Right now, most of my stories have been on the dark side with a little bit of humor here and there. I enjoy reading comical pieces but i have a hard time writing them sometimes. I love horror stories and mystery stories. I dont like romance, if i want to imagine a sex scene there are other places to go for that  Eventually my goals would be to write screenplays, yet writing a book wouldnt be that bad either.


----------



## Gumby

Hi Gallivant, and welcome from a fellow Californian.


----------



## tiny_dancer

Hi!


----------



## Jones6192

Hi everybody! I'm Jones6192, and I signed up here in the event I ever need a second opinion. I look forward to sharing my work with you lot!


----------



## Gumby

Welcome tiny_dancer and Jones6192.


----------



## Ivan Tihohod

Good morning to all! I'm just checking out your community. See if I know anyone here. I see now I have to work on my profile. So I will do that so you can recognize me. 

posting this at 2 02 am and glad i found ya!

​


----------



## Gumby

Welcome Ivan, glad you've joined us.


----------



## Abacus

Hi everyone. I like writing stories but have a problem doing short ones. I have been working on several stories for several years with one having the most work being over 85,000 words right now. I have an idea for a series and have been slowly working on it over the years. I hope I can get help here in bettering my writing and am always looking for constructive criticism.


----------



## KangTheMad

Hey, Abacus!

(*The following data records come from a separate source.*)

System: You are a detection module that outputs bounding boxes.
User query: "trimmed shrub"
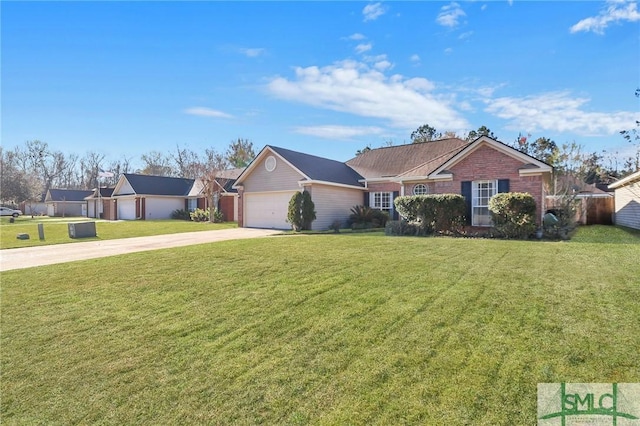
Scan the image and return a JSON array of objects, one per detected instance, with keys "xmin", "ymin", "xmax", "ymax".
[
  {"xmin": 384, "ymin": 220, "xmax": 420, "ymax": 236},
  {"xmin": 213, "ymin": 209, "xmax": 224, "ymax": 223},
  {"xmin": 349, "ymin": 205, "xmax": 389, "ymax": 229},
  {"xmin": 189, "ymin": 209, "xmax": 209, "ymax": 222},
  {"xmin": 302, "ymin": 191, "xmax": 316, "ymax": 230},
  {"xmin": 287, "ymin": 191, "xmax": 316, "ymax": 231},
  {"xmin": 171, "ymin": 209, "xmax": 191, "ymax": 220},
  {"xmin": 394, "ymin": 194, "xmax": 465, "ymax": 235},
  {"xmin": 489, "ymin": 192, "xmax": 536, "ymax": 239}
]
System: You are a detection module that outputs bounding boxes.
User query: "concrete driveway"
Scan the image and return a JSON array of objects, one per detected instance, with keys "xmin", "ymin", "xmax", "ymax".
[{"xmin": 0, "ymin": 228, "xmax": 282, "ymax": 271}]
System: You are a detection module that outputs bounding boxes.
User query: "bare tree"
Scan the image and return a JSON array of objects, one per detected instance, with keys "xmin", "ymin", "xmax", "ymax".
[
  {"xmin": 140, "ymin": 151, "xmax": 174, "ymax": 176},
  {"xmin": 171, "ymin": 146, "xmax": 202, "ymax": 179},
  {"xmin": 226, "ymin": 138, "xmax": 256, "ymax": 168},
  {"xmin": 80, "ymin": 151, "xmax": 105, "ymax": 189},
  {"xmin": 200, "ymin": 148, "xmax": 229, "ymax": 222}
]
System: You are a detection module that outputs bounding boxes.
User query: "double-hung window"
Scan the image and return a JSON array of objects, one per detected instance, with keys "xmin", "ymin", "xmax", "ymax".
[
  {"xmin": 369, "ymin": 192, "xmax": 393, "ymax": 213},
  {"xmin": 471, "ymin": 180, "xmax": 498, "ymax": 226}
]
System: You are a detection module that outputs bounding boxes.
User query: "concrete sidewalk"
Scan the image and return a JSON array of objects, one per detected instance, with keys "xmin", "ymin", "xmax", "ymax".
[{"xmin": 0, "ymin": 228, "xmax": 282, "ymax": 271}]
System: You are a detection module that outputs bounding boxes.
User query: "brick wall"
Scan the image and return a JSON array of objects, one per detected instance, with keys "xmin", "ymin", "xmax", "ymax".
[{"xmin": 444, "ymin": 145, "xmax": 544, "ymax": 221}]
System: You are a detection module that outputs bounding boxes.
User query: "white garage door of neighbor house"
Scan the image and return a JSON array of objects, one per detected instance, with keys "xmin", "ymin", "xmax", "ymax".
[
  {"xmin": 244, "ymin": 191, "xmax": 295, "ymax": 229},
  {"xmin": 118, "ymin": 200, "xmax": 136, "ymax": 220}
]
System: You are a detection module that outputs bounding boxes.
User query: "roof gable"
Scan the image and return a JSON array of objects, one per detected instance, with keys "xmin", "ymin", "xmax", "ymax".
[
  {"xmin": 346, "ymin": 138, "xmax": 469, "ymax": 179},
  {"xmin": 113, "ymin": 173, "xmax": 194, "ymax": 197},
  {"xmin": 236, "ymin": 145, "xmax": 362, "ymax": 187},
  {"xmin": 430, "ymin": 136, "xmax": 553, "ymax": 177},
  {"xmin": 609, "ymin": 170, "xmax": 640, "ymax": 189},
  {"xmin": 45, "ymin": 189, "xmax": 93, "ymax": 202}
]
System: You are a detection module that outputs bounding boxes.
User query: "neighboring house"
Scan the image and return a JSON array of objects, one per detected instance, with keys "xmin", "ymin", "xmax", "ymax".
[
  {"xmin": 547, "ymin": 176, "xmax": 614, "ymax": 225},
  {"xmin": 216, "ymin": 168, "xmax": 244, "ymax": 222},
  {"xmin": 44, "ymin": 189, "xmax": 93, "ymax": 217},
  {"xmin": 86, "ymin": 170, "xmax": 240, "ymax": 221},
  {"xmin": 234, "ymin": 146, "xmax": 365, "ymax": 229},
  {"xmin": 85, "ymin": 188, "xmax": 114, "ymax": 219},
  {"xmin": 235, "ymin": 136, "xmax": 552, "ymax": 229},
  {"xmin": 609, "ymin": 171, "xmax": 640, "ymax": 229},
  {"xmin": 20, "ymin": 192, "xmax": 47, "ymax": 216},
  {"xmin": 104, "ymin": 173, "xmax": 199, "ymax": 220}
]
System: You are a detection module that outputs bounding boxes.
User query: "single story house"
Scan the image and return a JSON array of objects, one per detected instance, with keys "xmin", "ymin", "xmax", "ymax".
[
  {"xmin": 44, "ymin": 189, "xmax": 93, "ymax": 217},
  {"xmin": 86, "ymin": 170, "xmax": 240, "ymax": 220},
  {"xmin": 234, "ymin": 136, "xmax": 552, "ymax": 230},
  {"xmin": 547, "ymin": 176, "xmax": 614, "ymax": 225},
  {"xmin": 20, "ymin": 192, "xmax": 47, "ymax": 216},
  {"xmin": 609, "ymin": 170, "xmax": 640, "ymax": 229}
]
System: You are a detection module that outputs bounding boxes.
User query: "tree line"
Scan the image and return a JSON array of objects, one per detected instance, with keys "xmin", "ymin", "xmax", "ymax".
[
  {"xmin": 0, "ymin": 138, "xmax": 256, "ymax": 205},
  {"xmin": 356, "ymin": 121, "xmax": 640, "ymax": 184}
]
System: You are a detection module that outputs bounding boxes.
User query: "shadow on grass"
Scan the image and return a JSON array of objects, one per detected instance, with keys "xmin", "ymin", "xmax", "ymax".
[{"xmin": 569, "ymin": 225, "xmax": 640, "ymax": 245}]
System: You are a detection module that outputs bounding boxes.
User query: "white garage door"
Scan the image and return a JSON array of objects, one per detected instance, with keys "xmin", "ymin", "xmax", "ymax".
[
  {"xmin": 118, "ymin": 199, "xmax": 136, "ymax": 220},
  {"xmin": 244, "ymin": 191, "xmax": 296, "ymax": 229}
]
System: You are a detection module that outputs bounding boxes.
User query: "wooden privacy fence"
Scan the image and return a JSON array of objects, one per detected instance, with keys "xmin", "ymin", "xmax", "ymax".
[{"xmin": 546, "ymin": 194, "xmax": 615, "ymax": 225}]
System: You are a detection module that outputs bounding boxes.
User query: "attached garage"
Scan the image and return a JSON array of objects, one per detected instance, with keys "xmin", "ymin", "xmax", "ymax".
[
  {"xmin": 243, "ymin": 191, "xmax": 297, "ymax": 229},
  {"xmin": 118, "ymin": 198, "xmax": 136, "ymax": 220}
]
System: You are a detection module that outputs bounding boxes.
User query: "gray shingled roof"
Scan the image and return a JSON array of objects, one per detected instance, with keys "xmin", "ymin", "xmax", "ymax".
[
  {"xmin": 119, "ymin": 173, "xmax": 194, "ymax": 197},
  {"xmin": 47, "ymin": 189, "xmax": 93, "ymax": 202},
  {"xmin": 269, "ymin": 146, "xmax": 363, "ymax": 186},
  {"xmin": 346, "ymin": 138, "xmax": 470, "ymax": 179}
]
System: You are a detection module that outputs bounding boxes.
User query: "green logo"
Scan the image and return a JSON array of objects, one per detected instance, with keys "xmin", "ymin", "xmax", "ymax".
[{"xmin": 538, "ymin": 383, "xmax": 640, "ymax": 426}]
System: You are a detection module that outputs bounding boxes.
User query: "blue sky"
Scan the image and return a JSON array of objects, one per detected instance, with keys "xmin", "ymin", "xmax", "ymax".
[{"xmin": 0, "ymin": 0, "xmax": 640, "ymax": 167}]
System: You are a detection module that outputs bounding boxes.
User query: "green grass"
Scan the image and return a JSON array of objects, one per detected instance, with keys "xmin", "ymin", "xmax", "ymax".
[
  {"xmin": 0, "ymin": 216, "xmax": 237, "ymax": 249},
  {"xmin": 0, "ymin": 227, "xmax": 640, "ymax": 425}
]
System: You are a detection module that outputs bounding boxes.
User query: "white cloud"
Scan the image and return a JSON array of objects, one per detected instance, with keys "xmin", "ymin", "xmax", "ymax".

We will help in any way we can.


----------



## Gumby

Hi Cobweb, welcome. 

The place for that would be the Writers' Resources board, however I would refer you to this link.

http://www.writingforums.com/writers-resources/116082-posting-board.html


----------



## sun_and_sky

*hey I'm a 13 year old who'll turn 14 on valentines day 2011. I love to write, draw and sing. i got the idea for my book in april 2010, and so far i have written 200 pages. my book will be part of an 8 book series, i have the plot planned out for the 8 books and just yesterday got and awesome idea for the last book while i was in the washroom.*

*I'm a realy social person and i love to hear other peoples ideas. I have a publisher who is willing to publish my book for me once it's done, i hope to publish it by the time im 15, because im trying to show people that us young people can write. *
*Oh also my lucky number is 14( just felt like saying that.) *


----------



## Alex F

Hello everyone! I'm Alex. Currently studying Forensic Science but still find time to type up some ideas in my head. Would be nice one day actually write a book of some sort but we shall see. Hopefully I can help other people and learn a few tips from you guys. See you around the forums!


----------



## Gumby

Welcome sun and sky, congrats on the stories. 

Welcome to you Alex, forensic science sounds fascinating.


----------



## Brandie Arnold-Lagarde

I am such a newbie to this site and was looking to get some questions answered about some grammer software. Love the site so far and if anyone has any advice about said software, please message me. I am thinking of purchasing Whitesmoke, if anyone knows anything about it. I will be updating my website and want it to be grammatically correct without having an editor do this for me.


----------



## Gumby

Welcome Brandie.


----------



## sun_and_sky

you don't have to call me sun and sky, just call me rose, sun and sky is the working title of my story.


----------



## drivethruwhale

Can you post pseudonyms as your first and last names, or is that against the rules here?


----------



## SilverNightPanther

Hello. I just signed up today. I've been on forums before, but wanted something specific to my craft. So I Googled Writers Forums and came up with this one. 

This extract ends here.